Clinical Trials

By targeting the fundamental underlying mechanisms of neurodegeneration in MS, i.e. neutralizing microglial-mediated damage, as well as restoring oligodendrocyte precursor cells (OPC) remyelination capacity, temelimab may address the critical unmet medical need of blocking disability progression independent of relapses in MS.

Current studies

Temelimab as a Disease Modifying Therapy in Patients With Neuropsychiatric Symptoms in Long-COVID

https://clinicaltrials.gov/ct2/show/NCT05497089?term=temelimab&draw=2&rank=1

The GNC-501 study, entitled “Temelimab as a Disease Modifying Therapy in Patients with Neurological, Neuropsychological, and Psychiatric Symptoms in Post-COVID-19 or Post-Acute Sequelae of COVID-19 (PASC) Syndrome”, will enroll 200 patients from Swiss and EU study centres suffering from severe neuropsychiatric syndromes following COVID infection. The biomarker-based study will enrol only patients who are also tested positive for the pathogenic protein W-ENV, with the objective to reduce their invalidating conditions.

Current active sites:

Geneva, Switzerland: Hôpital Universitaire de Genève - https://recherche.hug.ch/etudes/temelimab

Completed studies

The ProTEct-MS clinical study

GeNeuro’s ProTEct-MS study, which has tested monthly doses of 18, 36 and 54 mg/kg of temelimab on 41 patients, was conducted at the Academic Specialist Center (ASC) of the Karolinska Institutet, Stockholm, Sweden, in a double-blind, placebo-controlled fashion and was designed to evaluate the safety, tolerability and efficacy of the product based on the latest biomarkers associated with disease progression. The topline results of the ProTEct-MS study were announced on March 21, 2022, and showed that the primary endpoint of the ProTEct-MS study was met, with results confirming the excellent safety profile and tolerability of higher doses of temelimab administered concomitantly with a high-efficacy anti-inflammatory drug; in addition, efficacy data, obtained in this patient group already effectively treated against inflammation, showed that temelimab has a favorable impact on key MRI measures of neurodegeneration; the observed effect sizes in this new patient population were consistent with the ones shown in the previous CHANGE-MS and ANGEL-MS studies.

The top-line results of this study were communicated in March 2022. The complete results will be presented at ECTRIMS 2022

 

Completed studies

Multiple Sclerosis Phase II: CHANGE-MS and its ANGEL-MS extension

In March 2019, GeNeuro published the top-line 96-week results of its extension Phase 2b clinical trial, ANGEL-MS, which demonstrated that the 18mg/kg dose of temelimab had remarkably consistent benefits over all other groups on key MRI measures linked to MS disease progression, thereby confirming and extending the results of CHANGE-MS at Week 48.
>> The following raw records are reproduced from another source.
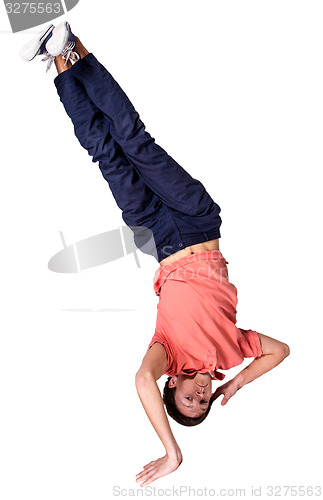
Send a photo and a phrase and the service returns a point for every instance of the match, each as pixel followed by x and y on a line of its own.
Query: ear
pixel 172 383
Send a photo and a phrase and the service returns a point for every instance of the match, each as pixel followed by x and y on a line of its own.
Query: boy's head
pixel 188 398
The data showed that, after two years of treatment, the patients originally randomized to 18 mg/kg temelimab showed evidence of continued improvements in MRI-based neurodegenerative outcomes, such as brain volumes, magnetization transfer ratio (MTR) and black holes during ANGEL-MS up to 96 weeks compared to all other groups. Importantly, these effects were not driven by an anti-inflammatory effect. These data were presented at ECTRIMS 2019 in Stockholm, Sweden. 

As the study demonstrated, temelimab continued to be safe and well tolerated over this extended treatment period, which allows new therapeutic solutions in combination with anti-inflammatory drugs or as a monotherapy to be considered, with the objective to bring new benefits against disease progression across all forms of MS.

ANGEL-MS (Assessing the HERV-W Env ANtagonist GNbAC1 (temelimab) for Evaluation in an open label Long-term Safety Study in patients with Multiple Sclerosis) was a 2-year safety and efficacy extension study to CHANGE-MS (a 270 RRMS patients Phase II clinical trial in 50 clinical centers in 12 European countries), which offered continued treatment to those patients who had completed the 12-month primary study. Ninety-four percent of eligible patients (n=219) entered ANGEL-MS and continued treatment at the same dose of temelimab they were receiving at the end of CHANGE-MS. Across the two studies, a total of 154 patients received temelimab treatment for 96 weeks or more.